Des démonstrations d’amitié qui gênent, quand la diplomatie américaine est en froid avec le Kremlin. Le parti Républicain est traditionnellement hostile à la Russie depuis la Guerre froide, et grince des dents en voyant l’attitude de son candidat.
Cette amitié serait-elle alors motivée par des intérêts économiques ? Donald Trump n’a jamais réussi à implanter ses activités en Russie, malgré quelques tentatives infructueuses.

Dans l’équipe de campagne du milliardaire, plusieurs proches du Kremlin. Paul Manafort, directeur de campagne, est même forcé de démissionner pour corruption. Il avait reçu de l’argent de l’ex-président d’Ukraine, proche de Poutine. Quant à Carter Page, conseiller en politique extérieure, il a fait carrière dans la société Gazprom, entreprise d’Etat russe.
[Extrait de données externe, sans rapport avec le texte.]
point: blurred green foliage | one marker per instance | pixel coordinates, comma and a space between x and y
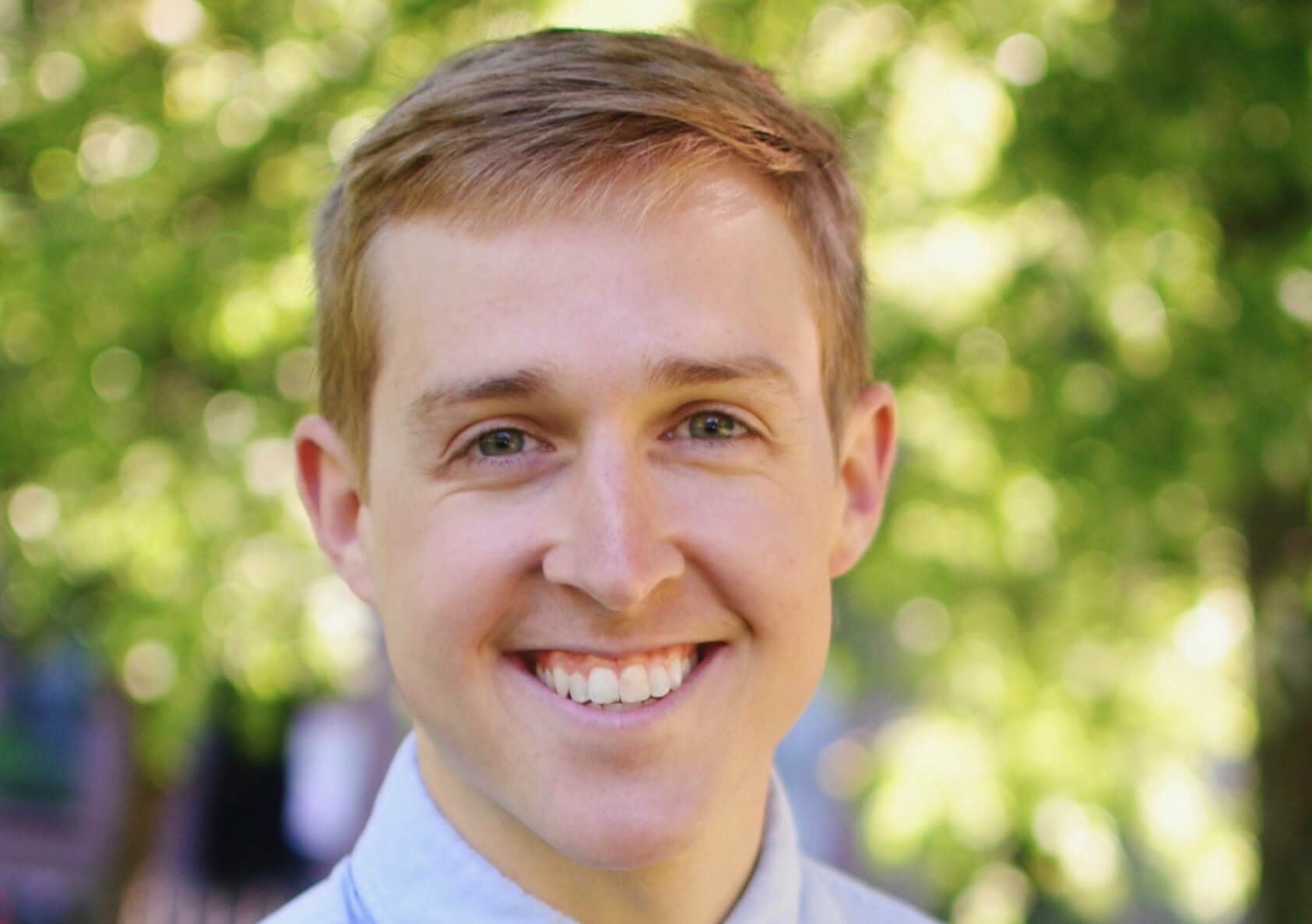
1089, 237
Les Russes, soupçonnés d’intervenir dans la campagne

Le week-end du 22 et 23 juillet, 20 000 e-mails de responsables démocrates sont publiés sur le site Wikileaks. Pour la direction du renseignement américain, c’est l’œuvre d’un groupe de hackers russes, déjà entrés dans la base de données du parti en juin. Un vol à coloration politique pour le département de la Sécurité intérieure : « les vols et piratages ont pour but d’interférer dans le processus électoral américain. »

Pour Hillary Clinton, les Russes cherchent à peser dans la balance électorale, en faveur du candidat républicain. Le Kremlin et Wikileaks, de leur côté, démentent toute intervention russe. En conférence de presse, le candidat à la présidentielle brouille les pistes : il invite la Russie à “trouver les 33 000 mails perdus d’Hillary ».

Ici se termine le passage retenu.